Error: AccessDeniedException: Your account is not authorized to invoke this model

Solutions:

  1. Request model access:
  2. Go to Amazon Bedrock console
  3. Navigate to "Model access"
  4. Request access for required models

  5. Check region availability:

  6. Bedrock models aren't available in all regions
  7. Use supported regions like us-east-1, us-west-2

  8. Verify model ARN:

# Correct model ARN format
model_id = "anthropic.claude-3-sonnet-20240229-v1:0"

Resource Limits

"LimitExceededException" errors

Symptoms:

Error: LimitExceededException: Account has reached the maximum number of functions

Solutions:

  1. Check service quotas:
aws service-quotas get-service-quota \
  --service-code lambda \
  --quota-code L-B99A9384
  1. Request quota increases:
  2. Go to AWS Service Quotas console
  3. Find the relevant service and quota
  4. Submit increase request

  5. Clean up unused resources:

# List unused Lambda functions
aws lambda list-functions --query 'Functions[?LastModified<`2024-01-01`]'

"ThrottlingException" from AWS services

Symptoms:

Error: ThrottlingException: Rate exceeded

Solutions:

  1. Implement exponential backoff:
import time
import random

def retry_with_backoff(func, max_retries=3):
    for attempt in range(max_retries):
        try:
            return func()
        except ThrottlingException:
            if attempt == max_retries - 1:
                raise
            wait_time = (2 ** attempt) + random.uniform(0, 1)
            time.sleep(wait_time)
  1. Reduce request rate:
  2. Add delays between API calls
  3. Use batch operations where possible
  4. Implement queue-based processing

Deployment Failures

Terraform state lock conflicts

Symptoms:

Error: Error acquiring the state lock

Solutions:

  1. Wait for lock release:
  2. Another Terraform operation may be running
  3. Wait 10-15 minutes for automatic release

  4. Check lock status:

aws dynamodb get-item \
  --table-name terraform-locks \
  --key '{"LockID":{"S":"your-state-file"}}'
  1. Force unlock (use carefully):
terraform force-unlock LOCK_ID

"Resource already exists" errors

Symptoms:

Error: ResourceAlreadyExistsException: Resource already exists

Solutions:

  1. Import existing resource:
terraform import aws_s3_bucket.documents existing-bucket-name
  1. Use different resource names:
resource "aws_s3_bucket" "documents" {
  bucket = "${var.environment}-idp-documents-${random_id.suffix.hex}"
}
  1. Check for naming conflicts:
  2. S3 bucket names must be globally unique
  3. Lambda function names must be unique per region/account

Runtime Errors

Lambda function timeouts

Symptoms:

Task timed out after 15.00 seconds

Solutions:

  1. Increase timeout:
resource "aws_lambda_function" "processor" {
  timeout = 300  # 5 minutes
}
  1. Optimize function performance:
# Initialize clients outside handler
import boto3

s3_client = boto3.client('s3')
textract_client = boto3.client('textract')

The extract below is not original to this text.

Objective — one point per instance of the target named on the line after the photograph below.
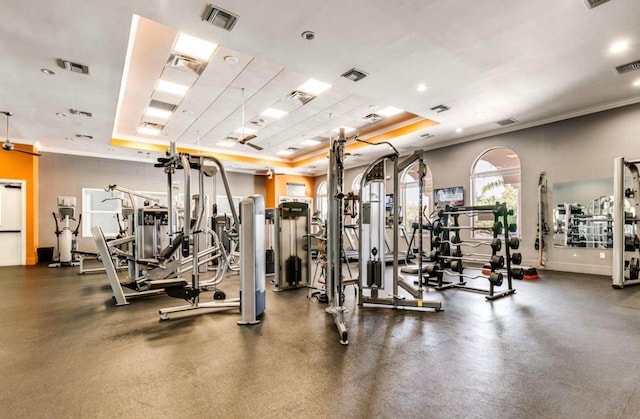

def lambda_handler(event, context):
    # Use pre-initialized clients
    pass
  1. Increase memory allocation:
resource "aws_lambda_function" "processor" {
  memory_size = 1024  # More memory = more CPU
}

"Document format not supported" errors

Symptoms:

Error: InvalidParameterException: Document format not supported

Solutions:

  1. Check supported formats:
  2. PDF, PNG, JPEG, TIFF only
  3. Maximum file size: 10MB (sync), 500MB (async)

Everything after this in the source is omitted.